Image search with autoencoders

Autoencoders are an architecture that have a variety of applications from denoising data to generative models.

In this post we will look at how to search for similar images given a query image with autoencoders and implement one with keras. While we will focus on image searches autoencoders have been shown to work well in other settings as well, for example text-based problems such as retrieving for relevant news articles (see the resource section at the end of this post).

Autoencoders

The gist

Autoencoders are simply neural networks that learn the mapping $f:X\mapsto X$. Does that sound too easy? Are you wondering why we would want to predict the input we are already given?

The key idea that makes this mapping useful is that a “bottleneck” is placed in the middle of the network which implicitly forces the network to learn a compressed representation of the input data. It is important to note that this is the only output from the network that we are actually interested in.

More specifically we think of an autoencoder as two pieces.

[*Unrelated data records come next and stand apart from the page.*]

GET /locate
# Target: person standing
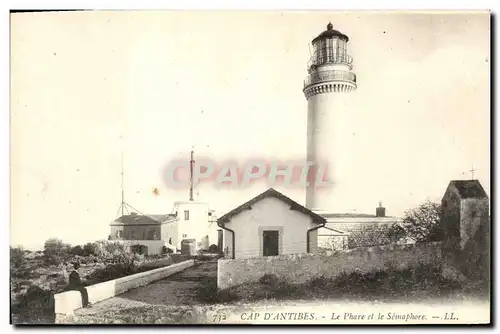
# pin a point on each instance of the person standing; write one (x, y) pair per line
(75, 283)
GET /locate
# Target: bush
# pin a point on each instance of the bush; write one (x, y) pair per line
(54, 260)
(213, 249)
(17, 256)
(269, 279)
(54, 246)
(77, 250)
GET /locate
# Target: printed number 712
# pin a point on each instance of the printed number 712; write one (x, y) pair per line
(219, 317)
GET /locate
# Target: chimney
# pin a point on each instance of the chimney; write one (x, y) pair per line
(380, 212)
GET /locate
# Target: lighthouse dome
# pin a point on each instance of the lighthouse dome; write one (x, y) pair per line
(329, 33)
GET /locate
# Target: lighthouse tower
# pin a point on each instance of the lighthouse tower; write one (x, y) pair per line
(328, 88)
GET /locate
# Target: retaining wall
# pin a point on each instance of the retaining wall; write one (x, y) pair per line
(67, 302)
(300, 268)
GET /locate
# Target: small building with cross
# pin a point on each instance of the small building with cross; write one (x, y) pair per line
(465, 222)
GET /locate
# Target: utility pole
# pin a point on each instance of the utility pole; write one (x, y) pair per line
(191, 176)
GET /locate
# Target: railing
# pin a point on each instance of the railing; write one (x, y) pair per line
(330, 58)
(333, 75)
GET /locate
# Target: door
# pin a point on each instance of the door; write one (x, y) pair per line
(270, 241)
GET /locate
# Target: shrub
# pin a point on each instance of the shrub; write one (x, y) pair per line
(90, 248)
(213, 249)
(17, 256)
(54, 260)
(54, 246)
(77, 250)
(269, 279)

First there is the encoder, the first half of the network that maps $X\in \mathbb{R}^{n}$ to some vector in $\mathbb{R}^{d}$ where $d<n$. Second we have the decoder which maps that vector back to the orignal feature space $\mathbb{R}^{n}$. The vector output by the encoder is known as the latent representation of the data and is what we will use to search for images by. Again, it is important to understand that at the end of the day all we really care about is the output of the bottleneck.

In keras implementing an autoencoder is (almost) as simple as

import keras
model = keras.models.Sequential([
    Dense(1000),
    Dense(500),
    Dense(250),
    Dense(64),
    Dense(250),
    Dense(500),
    Dense(1000)
])

Note that the output of the middle layer Dense(64) is the latent representation, or code.

The intuition

One nice thing about autoencoders is that the idea described above is very intuitive. Suppose our data $X$ lives in $\mathbb{R}^{n}$ and one of the hidden layers of $f$ outputs a vector of dimmension $d<n$. Then, it follows that if $f$ reconstructs $X$ well after reducing the input in dimmensionality then that $d$-dimmensional vector must contain a lot of information about the input itself in order to reproduce it.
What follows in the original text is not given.